Dr Sophie Hall, a Research Fellow specialising in human-animal interactions at the University of Lincoln’s School of Life Sciences, said: “Our study involved 36 dog-owning families, who all highlighted some key benefits that their pet dogs receive from living with young children.
“For example children provide close companionship for pets as well as imposing a sense of predictable and consistent routine in the home, in terms of feed and walk times, which we know is extremely important for a dog’s wellbeing. Of course, children also play regularly with their pet dogs and activities such as throwing a ball and doing assault courses represent really valuable opportunities for exercise and positive mental stimulation.
“The study also highlighted some potentially negative impacts on the pet, which it is important for parents to be aware of when bringing a dog into a home with children.”
The negative impact could be brought on by children having tantrums, with parents observing their dogs running away, shaking or hiding on some of these occasions. Parents also observed a change in their dog’s behaviour if it became ‘over stimulated’ – such as barking, becoming agitated, or seeking a place to escape – when their children were very noisy.

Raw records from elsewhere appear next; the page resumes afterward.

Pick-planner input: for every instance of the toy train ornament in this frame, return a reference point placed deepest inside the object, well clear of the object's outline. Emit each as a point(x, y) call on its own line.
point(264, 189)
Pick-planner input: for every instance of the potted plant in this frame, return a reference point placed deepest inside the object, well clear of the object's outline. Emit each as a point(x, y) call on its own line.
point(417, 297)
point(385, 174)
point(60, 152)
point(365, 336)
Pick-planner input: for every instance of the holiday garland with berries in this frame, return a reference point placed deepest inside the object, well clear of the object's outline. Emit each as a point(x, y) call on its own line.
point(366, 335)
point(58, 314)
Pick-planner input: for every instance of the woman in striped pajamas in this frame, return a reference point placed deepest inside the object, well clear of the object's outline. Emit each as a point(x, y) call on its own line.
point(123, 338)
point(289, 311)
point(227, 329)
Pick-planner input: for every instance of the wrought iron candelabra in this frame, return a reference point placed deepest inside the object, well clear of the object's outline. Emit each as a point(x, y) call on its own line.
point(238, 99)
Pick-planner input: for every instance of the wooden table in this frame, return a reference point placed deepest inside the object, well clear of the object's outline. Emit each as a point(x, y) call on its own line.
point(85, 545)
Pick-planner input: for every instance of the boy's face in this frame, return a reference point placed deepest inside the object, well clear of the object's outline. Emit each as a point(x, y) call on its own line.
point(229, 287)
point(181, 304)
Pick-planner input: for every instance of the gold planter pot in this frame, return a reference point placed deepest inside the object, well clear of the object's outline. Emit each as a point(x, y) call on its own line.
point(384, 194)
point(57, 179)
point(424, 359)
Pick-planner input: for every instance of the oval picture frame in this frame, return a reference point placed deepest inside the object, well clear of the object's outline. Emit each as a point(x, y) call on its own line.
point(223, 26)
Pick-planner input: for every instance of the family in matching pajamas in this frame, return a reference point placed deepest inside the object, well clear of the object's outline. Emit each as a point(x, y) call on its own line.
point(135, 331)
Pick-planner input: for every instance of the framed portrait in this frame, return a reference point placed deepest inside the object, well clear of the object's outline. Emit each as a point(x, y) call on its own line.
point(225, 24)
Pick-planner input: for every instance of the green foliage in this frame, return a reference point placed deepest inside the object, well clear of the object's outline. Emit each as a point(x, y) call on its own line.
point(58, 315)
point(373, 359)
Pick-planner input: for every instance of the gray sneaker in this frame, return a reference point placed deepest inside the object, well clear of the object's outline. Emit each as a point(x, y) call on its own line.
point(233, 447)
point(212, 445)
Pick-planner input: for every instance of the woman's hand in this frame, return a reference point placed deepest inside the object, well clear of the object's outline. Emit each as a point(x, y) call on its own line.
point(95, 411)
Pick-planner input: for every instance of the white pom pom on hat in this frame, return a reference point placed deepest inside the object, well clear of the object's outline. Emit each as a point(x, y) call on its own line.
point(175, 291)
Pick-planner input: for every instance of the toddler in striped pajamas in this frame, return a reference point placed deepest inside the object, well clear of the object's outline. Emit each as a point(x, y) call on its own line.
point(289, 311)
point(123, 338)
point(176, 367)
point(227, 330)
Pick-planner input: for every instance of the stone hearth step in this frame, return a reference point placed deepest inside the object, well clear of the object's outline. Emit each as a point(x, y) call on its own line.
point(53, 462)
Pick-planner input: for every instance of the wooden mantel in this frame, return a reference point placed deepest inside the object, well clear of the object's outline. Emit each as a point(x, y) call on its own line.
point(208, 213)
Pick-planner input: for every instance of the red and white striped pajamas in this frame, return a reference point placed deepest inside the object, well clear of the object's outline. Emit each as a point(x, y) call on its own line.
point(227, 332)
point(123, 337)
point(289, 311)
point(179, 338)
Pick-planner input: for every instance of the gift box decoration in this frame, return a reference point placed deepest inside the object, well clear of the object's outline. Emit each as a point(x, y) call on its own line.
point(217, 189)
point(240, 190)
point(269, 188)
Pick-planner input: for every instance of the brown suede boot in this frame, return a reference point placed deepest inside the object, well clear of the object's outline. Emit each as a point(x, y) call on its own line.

Other events that could cause potential distress for dogs in homes with children could include rough play or accidents such as collisions with toys or pulling the dog’s tail.
The study suggests that in a home with small children, it is important for dogs to have a ‘safe haven’ to escape to if needed, and for parents to understand both the obvious and more subtle signs of distress in their pets and to teach their family about these signs. For example, pet dogs often have wide eyes or lick their lips when they are mildly stressed.
Dr Hall added: “The positive and negative aspects of the child-dog relationship were similar in families with typically developing children and in those with children with a neuro-developmental disorder.
“As such, providing they are aware of key risk events and how to cope with these, and ensuring adequate supervision, parents should not necessarily be dissuaded from acquiring a pet dog because of their child’s developmental issues. As we know, pet dogs can really enrich family life and support child development and wellbeing.”
The results of this initial study are now being developed further by the team at the University of Lincoln with support from Dogs Trust.
The paper is freely available to view online at PLOS ONE.